Читаем Тень стрелы полностью

– И что?.. И ежели знаком?..

– Ты что, Сипайлов, дурень совсем? Мы вытащим тогда всю ядовитую змею за хвост. И я, между прочим, не уверен, что у этой змеи одна голова.

Сипайлов, тоже скрипнув зубами, шагнул к пытаемому. Взял грубо рукой Носкова за подбородок. Сжал лицо в пальцах, будто мандарин, из коего хотел выдавить весь сок. Обернул к себе.

– Мне в глаза, гиена! Мне в глаза! Знаешь Ружанского?!

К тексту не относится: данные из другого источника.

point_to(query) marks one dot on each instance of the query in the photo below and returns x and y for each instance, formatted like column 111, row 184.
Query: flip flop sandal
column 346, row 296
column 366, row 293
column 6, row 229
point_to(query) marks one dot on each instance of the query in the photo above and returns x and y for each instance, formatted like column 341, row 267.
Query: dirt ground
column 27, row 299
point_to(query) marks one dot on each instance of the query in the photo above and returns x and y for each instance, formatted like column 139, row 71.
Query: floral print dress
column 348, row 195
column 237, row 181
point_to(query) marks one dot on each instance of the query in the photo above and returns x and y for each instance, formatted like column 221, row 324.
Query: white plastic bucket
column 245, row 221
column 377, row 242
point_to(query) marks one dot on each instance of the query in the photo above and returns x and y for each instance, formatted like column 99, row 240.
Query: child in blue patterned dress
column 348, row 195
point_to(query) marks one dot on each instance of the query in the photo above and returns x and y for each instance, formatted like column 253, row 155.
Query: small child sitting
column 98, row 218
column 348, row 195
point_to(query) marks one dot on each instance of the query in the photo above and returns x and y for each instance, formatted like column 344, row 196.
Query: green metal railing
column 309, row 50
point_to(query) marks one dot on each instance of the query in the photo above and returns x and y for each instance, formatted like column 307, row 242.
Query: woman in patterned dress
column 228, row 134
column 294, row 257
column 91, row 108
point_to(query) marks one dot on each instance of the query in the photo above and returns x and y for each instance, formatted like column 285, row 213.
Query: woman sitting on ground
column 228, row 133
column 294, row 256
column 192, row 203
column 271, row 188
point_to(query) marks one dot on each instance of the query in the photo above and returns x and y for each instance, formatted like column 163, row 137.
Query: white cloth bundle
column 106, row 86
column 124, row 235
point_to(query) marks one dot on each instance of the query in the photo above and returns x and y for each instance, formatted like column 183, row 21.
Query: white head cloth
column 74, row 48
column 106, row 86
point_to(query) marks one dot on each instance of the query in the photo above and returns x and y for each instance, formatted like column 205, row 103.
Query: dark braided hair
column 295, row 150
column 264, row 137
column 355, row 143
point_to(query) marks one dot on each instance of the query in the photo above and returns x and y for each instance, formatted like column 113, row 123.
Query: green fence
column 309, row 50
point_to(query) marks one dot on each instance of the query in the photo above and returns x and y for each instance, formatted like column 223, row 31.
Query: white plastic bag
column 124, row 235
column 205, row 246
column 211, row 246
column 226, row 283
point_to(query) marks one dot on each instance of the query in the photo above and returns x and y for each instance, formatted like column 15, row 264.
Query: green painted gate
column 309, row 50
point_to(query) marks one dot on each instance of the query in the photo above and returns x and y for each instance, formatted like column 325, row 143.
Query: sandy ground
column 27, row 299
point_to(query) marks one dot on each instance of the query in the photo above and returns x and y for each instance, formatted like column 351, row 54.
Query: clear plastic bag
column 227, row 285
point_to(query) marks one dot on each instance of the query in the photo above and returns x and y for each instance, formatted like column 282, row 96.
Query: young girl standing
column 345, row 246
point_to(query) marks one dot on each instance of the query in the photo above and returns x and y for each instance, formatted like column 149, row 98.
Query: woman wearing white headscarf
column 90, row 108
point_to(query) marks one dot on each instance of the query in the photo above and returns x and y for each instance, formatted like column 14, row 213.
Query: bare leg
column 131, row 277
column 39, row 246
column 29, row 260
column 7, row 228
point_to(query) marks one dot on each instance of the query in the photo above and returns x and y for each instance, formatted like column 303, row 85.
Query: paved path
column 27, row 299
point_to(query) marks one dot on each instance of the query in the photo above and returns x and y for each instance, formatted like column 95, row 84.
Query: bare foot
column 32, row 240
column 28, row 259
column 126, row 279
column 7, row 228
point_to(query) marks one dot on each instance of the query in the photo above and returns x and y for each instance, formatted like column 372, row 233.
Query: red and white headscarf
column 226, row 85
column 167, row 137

Молчание. Свист железного прута. Багрово, сине, кроваво вздувающийся рубец – поперек груди.

– Где спрятаны доллары?! Где наличные?! Где тайник?!

Молчание. Сипайлов, тяжело дыша, подносит раскаленный прут к лицу купца. Мгновение – и красная вздутая полоса пролегает накось через все исказившееся в гримасе муки лицо Ефима Носкова.

– Ты, хорек! Щас зубы выбью! Прутом насквозь проткну – скажешь!

И вдруг Носков запел.

Это было так странно и страшно, что даже барон встал, выпрямился в своем наблюдательном углу.

Носков, разинув искусанный рот, хрипло запел, и можно было все до одного разобрать слова, и они были страшны, умалишенны, удивительны, призрачны, и они таяли в воздухе, как тает падающий снег:

– На санях я по степи еду-у-у-у, и солнце светит мне в лицо-о-о-о… Долго я бродил по све-е-ету, потерял твое, зазнобушка, кольцо-о-о-о… Кони стали, кони ста-а-а-ли-и-и… колокольчик прозвене-е-ел… Я в любви да я в печа-а-али, а признаться не успе-е-е-ел…

– Спятил, – испуганно прошептал Сипайлов, замерев с железным прутом в руке, – как пить дать, спятил, господин барон…

– Я так с жизнию проща-а-аюсь… не жаль ни-че-во ничу-у-уть… В небесах не обеща-а-аюсь… помнить оченьки и гру-у-удь… Помнить алый твой румянец… и пожатие-е-е руки-и-и-и…

– Идиот, – сухо сказал Унгерн, – или хитрец. Думает нас разжалобить. Не выйдет.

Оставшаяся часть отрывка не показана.